Enclosure, Ballymackinroe, Co. Cavan
Co. Cavan |
Enclosures
Some ancient monuments announce themselves with towers or standing stones.
This one in Ballymackinroe, County Cavan, is far more reticent. Sitting at the crest of a south-facing slope, it is a low subcircular earthwork, roughly 55 metres north to south and 48 metres east to west, defined by an earth bank somewhere between five and ten metres wide. It is the kind of feature that a walker could cross without noticing, and indeed it went unrecorded until relatively recently. What makes it quietly striking is that it is most clearly readable not from the ground at all, but from aerial and satellite imagery.

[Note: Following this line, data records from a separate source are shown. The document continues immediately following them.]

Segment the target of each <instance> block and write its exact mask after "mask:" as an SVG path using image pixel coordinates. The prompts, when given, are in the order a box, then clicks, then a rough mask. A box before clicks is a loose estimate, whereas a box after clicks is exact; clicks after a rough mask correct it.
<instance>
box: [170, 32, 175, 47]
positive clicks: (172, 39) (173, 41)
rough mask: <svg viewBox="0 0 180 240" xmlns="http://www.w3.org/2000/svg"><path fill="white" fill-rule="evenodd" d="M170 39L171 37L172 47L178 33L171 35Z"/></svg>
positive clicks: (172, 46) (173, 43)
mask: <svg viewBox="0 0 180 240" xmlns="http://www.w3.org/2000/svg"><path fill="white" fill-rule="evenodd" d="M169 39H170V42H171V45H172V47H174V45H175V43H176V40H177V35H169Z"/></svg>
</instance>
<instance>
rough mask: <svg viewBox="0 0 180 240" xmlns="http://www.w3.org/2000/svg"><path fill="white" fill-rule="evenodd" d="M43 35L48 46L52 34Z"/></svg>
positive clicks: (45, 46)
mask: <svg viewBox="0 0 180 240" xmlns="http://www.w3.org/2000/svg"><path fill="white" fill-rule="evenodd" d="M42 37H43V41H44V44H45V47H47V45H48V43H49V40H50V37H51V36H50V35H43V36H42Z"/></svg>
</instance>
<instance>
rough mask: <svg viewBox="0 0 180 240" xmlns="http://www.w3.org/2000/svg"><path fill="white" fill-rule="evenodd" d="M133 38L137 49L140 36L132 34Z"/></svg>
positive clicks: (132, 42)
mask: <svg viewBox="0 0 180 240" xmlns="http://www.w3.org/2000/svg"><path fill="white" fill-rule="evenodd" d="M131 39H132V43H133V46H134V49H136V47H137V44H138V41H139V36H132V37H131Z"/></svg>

An earthwork enclosure of this type is a broad category in Irish archaeology, covering everything from early medieval ringforts, which were enclosed farmsteads typically defined by a bank and ditch, to prehistoric ritual sites. Without excavation it is difficult to say with certainty what period or purpose this particular example belongs to. What is known is that the monument was first reported by Jean Charles Caillére, and that a later field bank running roughly east-north-east to west-south-west now bisects the enclosure, cutting across the earlier earthwork. That kind of intrusion is common in the Irish landscape, where post-medieval land division frequently sliced through far older features without any awareness of what lay beneath the soil.